Thüringer Volksbegehren zur Familienpolitik ist unzulässigAbgaben­re­ge­lungen im Begehren sind verfas­sungs­rechtlich verboten

Der Thüringer Verfas­sungs­ge­richtshof hat seine Entscheidung über den Antrag der Landesregierung, das Volksbegehren „Für eine bessere Familienpolitik in Thüringen“ wegen eines Verstoßes gegen die Thüringer Verfassung für unzulässig zu erklären, verkündet.

Der Verfas­sungs­ge­richtshof hat das Volksbegehren gestoppt. Er hat entschieden, dass das Volksbegehren unzulässig ist. Damit hat das Verfahren vorzeitig sein Ende gefunden. Zur Begründung führt das Gericht aus, der Gesetzentwurf verstoße gegen Art. 82 Abs. 2 ThürVerf, weil er Regelungen „zu Abgaben“ enthalte. Dieser Verstoß führe zur Gesamt­nich­tigkeit des Entwurfs.

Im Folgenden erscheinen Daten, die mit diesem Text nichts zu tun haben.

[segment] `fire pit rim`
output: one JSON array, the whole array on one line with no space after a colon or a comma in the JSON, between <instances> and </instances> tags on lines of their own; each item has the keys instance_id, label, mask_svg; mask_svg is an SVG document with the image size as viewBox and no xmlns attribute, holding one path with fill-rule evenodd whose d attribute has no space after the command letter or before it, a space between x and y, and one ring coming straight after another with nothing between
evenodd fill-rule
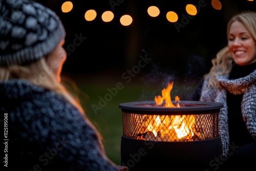
<instances>
[{"instance_id":1,"label":"fire pit rim","mask_svg":"<svg viewBox=\"0 0 256 171\"><path fill-rule=\"evenodd\" d=\"M176 102L172 101L173 104ZM180 101L179 102L180 104L196 104L198 105L189 106L181 108L166 108L163 106L156 105L155 101L143 101L130 102L120 103L119 105L119 108L121 109L122 111L136 111L144 112L199 112L211 110L219 110L223 108L224 105L221 103L215 102L207 102L200 101ZM154 105L153 106L143 106L141 105Z\"/></svg>"}]
</instances>

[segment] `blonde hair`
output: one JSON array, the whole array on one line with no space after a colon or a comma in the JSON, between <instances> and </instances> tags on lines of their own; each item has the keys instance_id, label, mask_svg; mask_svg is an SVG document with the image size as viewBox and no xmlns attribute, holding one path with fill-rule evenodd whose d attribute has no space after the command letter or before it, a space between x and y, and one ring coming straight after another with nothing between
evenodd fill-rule
<instances>
[{"instance_id":1,"label":"blonde hair","mask_svg":"<svg viewBox=\"0 0 256 171\"><path fill-rule=\"evenodd\" d=\"M249 33L256 40L256 12L243 11L232 17L227 27L227 37L228 36L230 26L234 21L243 23L248 29ZM222 49L216 55L216 57L211 60L212 67L210 72L205 75L209 75L209 86L221 89L216 79L216 75L228 74L232 69L233 60L231 57L227 46Z\"/></svg>"},{"instance_id":2,"label":"blonde hair","mask_svg":"<svg viewBox=\"0 0 256 171\"><path fill-rule=\"evenodd\" d=\"M56 80L45 57L25 66L0 67L0 80L7 81L14 78L27 80L34 85L44 87L62 95L68 102L84 114L78 99Z\"/></svg>"}]
</instances>

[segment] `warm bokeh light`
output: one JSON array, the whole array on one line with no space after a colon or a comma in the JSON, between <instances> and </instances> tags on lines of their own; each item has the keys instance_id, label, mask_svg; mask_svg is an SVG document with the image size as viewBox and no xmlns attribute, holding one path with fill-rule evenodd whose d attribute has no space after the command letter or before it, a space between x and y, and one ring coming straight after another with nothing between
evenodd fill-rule
<instances>
[{"instance_id":1,"label":"warm bokeh light","mask_svg":"<svg viewBox=\"0 0 256 171\"><path fill-rule=\"evenodd\" d=\"M166 18L170 22L176 22L178 20L178 15L175 12L169 11L166 14Z\"/></svg>"},{"instance_id":2,"label":"warm bokeh light","mask_svg":"<svg viewBox=\"0 0 256 171\"><path fill-rule=\"evenodd\" d=\"M156 6L151 6L147 8L147 13L150 16L155 17L158 16L160 14L160 10Z\"/></svg>"},{"instance_id":3,"label":"warm bokeh light","mask_svg":"<svg viewBox=\"0 0 256 171\"><path fill-rule=\"evenodd\" d=\"M196 15L197 13L197 7L192 4L187 4L186 6L186 11L190 15Z\"/></svg>"},{"instance_id":4,"label":"warm bokeh light","mask_svg":"<svg viewBox=\"0 0 256 171\"><path fill-rule=\"evenodd\" d=\"M69 12L73 9L73 4L70 1L66 1L61 6L61 11L63 12Z\"/></svg>"},{"instance_id":5,"label":"warm bokeh light","mask_svg":"<svg viewBox=\"0 0 256 171\"><path fill-rule=\"evenodd\" d=\"M105 11L101 15L101 19L105 22L109 22L114 18L114 13L110 11Z\"/></svg>"},{"instance_id":6,"label":"warm bokeh light","mask_svg":"<svg viewBox=\"0 0 256 171\"><path fill-rule=\"evenodd\" d=\"M120 18L120 23L124 26L129 26L133 22L133 18L129 15L124 15Z\"/></svg>"},{"instance_id":7,"label":"warm bokeh light","mask_svg":"<svg viewBox=\"0 0 256 171\"><path fill-rule=\"evenodd\" d=\"M89 10L84 14L84 18L87 21L92 21L95 19L97 16L97 13L94 10Z\"/></svg>"},{"instance_id":8,"label":"warm bokeh light","mask_svg":"<svg viewBox=\"0 0 256 171\"><path fill-rule=\"evenodd\" d=\"M221 3L218 0L212 0L211 6L216 10L220 10L221 9Z\"/></svg>"}]
</instances>

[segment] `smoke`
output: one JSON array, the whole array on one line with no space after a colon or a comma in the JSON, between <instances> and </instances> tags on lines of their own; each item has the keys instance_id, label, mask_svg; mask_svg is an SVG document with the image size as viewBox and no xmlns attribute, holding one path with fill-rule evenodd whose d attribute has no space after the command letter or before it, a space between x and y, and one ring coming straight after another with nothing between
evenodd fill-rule
<instances>
[{"instance_id":1,"label":"smoke","mask_svg":"<svg viewBox=\"0 0 256 171\"><path fill-rule=\"evenodd\" d=\"M146 52L144 50L143 52ZM154 100L156 96L162 95L162 90L166 88L168 83L175 81L175 75L177 71L164 69L154 60L154 57L149 64L147 71L140 78L140 81L147 88L155 88L154 90L145 90L142 91L141 98L139 101Z\"/></svg>"}]
</instances>

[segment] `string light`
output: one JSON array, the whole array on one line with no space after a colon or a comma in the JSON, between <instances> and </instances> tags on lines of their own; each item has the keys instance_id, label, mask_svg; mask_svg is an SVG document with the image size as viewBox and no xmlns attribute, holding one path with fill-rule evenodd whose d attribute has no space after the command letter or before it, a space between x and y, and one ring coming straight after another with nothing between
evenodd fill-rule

Die Entscheidung ist mit fünf zu vier Stimmen ergangen. Drei Richter haben ihre von der Mehrheit abweichende Auffassung in Sondervoten niedergelegt.

Im Einzelnen führt der Verfas­sungs­ge­richtshof in seinem Urteil aus, dass der Antrag der Landesregierung zulässig und begründet sei. In der Sache sei der Gesetzentwurf des Trägerkreises umfassend zu prüfen. Die Prüfung sei weder gegenständlich noch hinsichtlich des Prüfungs­maß­stabes zu beschränken gewesen.

Der Volks­ge­set­z­entwurf verstoße gegen das Verbot von Volksbegehren „zu Abgaben“ des Art. 82 Abs. 2 ThürVerf. Die im Entwurf des Volksgesetzes vorgesehenen Regelungen zielten nämlich unter anderem darauf ab, § 20 ThürKitaG zu ändern und die Höhe der Elternbeiträge zur Finanzierung der Inanspruchnahme der Kinder­ta­gess­tätten dadurch zu begrenzen, dass der auf alle Eltern einer Einrichtung entfallende prozentuale Anteil an den Betriebskosten auf den durch­schnitt­lichen Stand des Jahres 2005 festgeschrieben werde. Das letzte Jahr vor der Einschulung sollte künftig beitragsfrei gestellt werden. Die „Elternbeiträge“ seien rechtlich als Gebühren einzuordnen und unterfielen deshalb dem Abgabenbegriff des Art. 82 Abs. 2 ThürVerf, der auch solche Regelungen zu kommunalen Abgaben erfasse.

Die aus diesem Verstoß gegen das Verbot von Volksgesetzen „zu Abgaben“ folgende Unzulässigkeit dieser Regelungen führe zur Unzulässigkeit des gesamten Volks­ge­set­z­entwurfs. Der Gesetzentwurf sei nicht in einen (unzulässigen) abgaben­wirksamen und einen (zulässigen) vom Verbot von Volksbegehren „zu Abgaben“ unabhängigen Teil aufteilbar. Es fehle an der erforderlichen Teilbarkeit.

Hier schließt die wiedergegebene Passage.